Iranian geographer (1932–2021)

Parviz Kardavani (1 March 1932, Garmsar – 18 August 2021, Tehran) was an Iranian geographer, the father of desertification in Iran and a recipient of the Order of Knowledge and a member of the Iranian Science and Culture Hall of Fame.he was introduced as an enduring figure in the field of geography at the Fifth Conference ofEnduring Figures (2005).

== Life ==

=== Education ===
Parviz Kardavani completed his primary education at darab reikan elementary school and his secondary education up to the ninth grade at aftab high school in garmsar. He received his diploma from Tehran's Razi high school (French School). After completing his secondary education, Kardavani went to Germany to continue his studies and completed his doctorate in desert development. For his doctoral research, Kardavani transported approximately one ton of soil samples from the Garmsar Desert to Germany for analysis.

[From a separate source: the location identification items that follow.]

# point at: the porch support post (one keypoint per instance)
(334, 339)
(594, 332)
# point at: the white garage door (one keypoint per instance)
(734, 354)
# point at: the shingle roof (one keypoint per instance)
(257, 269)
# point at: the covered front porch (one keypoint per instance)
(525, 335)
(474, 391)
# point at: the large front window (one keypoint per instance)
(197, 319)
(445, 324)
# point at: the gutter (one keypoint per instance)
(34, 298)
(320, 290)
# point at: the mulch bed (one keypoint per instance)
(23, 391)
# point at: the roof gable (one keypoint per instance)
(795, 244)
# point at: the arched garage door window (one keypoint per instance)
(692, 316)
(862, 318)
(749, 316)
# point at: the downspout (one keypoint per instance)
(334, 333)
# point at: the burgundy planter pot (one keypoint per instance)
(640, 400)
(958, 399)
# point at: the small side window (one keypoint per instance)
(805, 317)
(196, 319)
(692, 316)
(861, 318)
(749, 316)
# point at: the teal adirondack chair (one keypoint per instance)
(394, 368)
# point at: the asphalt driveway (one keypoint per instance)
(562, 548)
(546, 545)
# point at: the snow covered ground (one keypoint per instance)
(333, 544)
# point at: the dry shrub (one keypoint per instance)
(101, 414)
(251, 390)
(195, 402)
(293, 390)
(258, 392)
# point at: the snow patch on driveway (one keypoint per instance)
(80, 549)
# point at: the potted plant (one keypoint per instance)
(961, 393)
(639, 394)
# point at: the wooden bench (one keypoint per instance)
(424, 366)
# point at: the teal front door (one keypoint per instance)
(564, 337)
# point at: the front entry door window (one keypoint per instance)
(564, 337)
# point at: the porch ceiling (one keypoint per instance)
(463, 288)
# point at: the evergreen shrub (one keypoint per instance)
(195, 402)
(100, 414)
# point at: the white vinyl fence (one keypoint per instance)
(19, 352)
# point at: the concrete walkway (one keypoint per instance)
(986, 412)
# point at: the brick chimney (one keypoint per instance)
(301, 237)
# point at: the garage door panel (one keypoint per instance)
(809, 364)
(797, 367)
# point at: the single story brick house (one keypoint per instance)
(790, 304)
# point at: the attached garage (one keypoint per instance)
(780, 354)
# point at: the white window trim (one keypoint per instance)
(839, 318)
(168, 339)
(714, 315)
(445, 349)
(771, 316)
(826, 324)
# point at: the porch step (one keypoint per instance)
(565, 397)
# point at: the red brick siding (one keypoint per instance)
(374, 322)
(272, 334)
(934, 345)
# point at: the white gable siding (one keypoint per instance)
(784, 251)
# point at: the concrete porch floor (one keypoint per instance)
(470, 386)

After returning to Iran in 1966, he was hired as the first faculty member of the newly established Urmia Faculty of Agriculture. After two years of study at the faculty, he transferred to the Department of Geography at the University of Tehran in 1968, and it was during these years that he pursued his field studies of the desert regions of Iran with great seriousness.

=== Expert opinion ===
Parviz Kardavani had repeatedly warned about water shortages and incorrect water policies in Iran, saying that within 50 years, Iran would have no surface or groundwater.

He believed that the construction of oil wells and the drying up of wetlands, swamps, and lakes such as Tashk and Bakhtegan were among the factors causing internal dust storms. Kardavani believed that the solution to prevent dust storms was to mix a mixture of water (50%), clay (35%), and sand (15%), which could be used to produce sand-sand concrete and sprinkle it in sand and gravel pits.

Parviz Kardavani considered the transfer of Caspian Sea water to Semnan Province a political controversy. He believed that the plans to transfer water from the Caspian Sea to Semnan and the project to transfer water from the Persian Gulf and the Sea of Oman to South Khorasan and Razavi would not solve the problem of water shortage in the country.

== Works ==
He has written more than 20 books and dozens of scientific articles in Persian, English and German and has given many lectures in domestic and foreign scientific forums.kardavani's research and publications include the following books:

- The Great Central Iranian Desert (Salt) and its Adjacent Areas
- Geography of Soils
- Soil Conservation
- Natural Ecosystems
- Aquatic Ecosystems
- Saline Waters
- Surface and Groundwater
- Geohydrology
- Arid Regions: Climatic Characteristics, Causes of Drought, Water Issues, etc.
- Drought and Ways to Combat It in Iran

== Death ==
Parviz Kardavani died on August 18, 2021 in Tehran.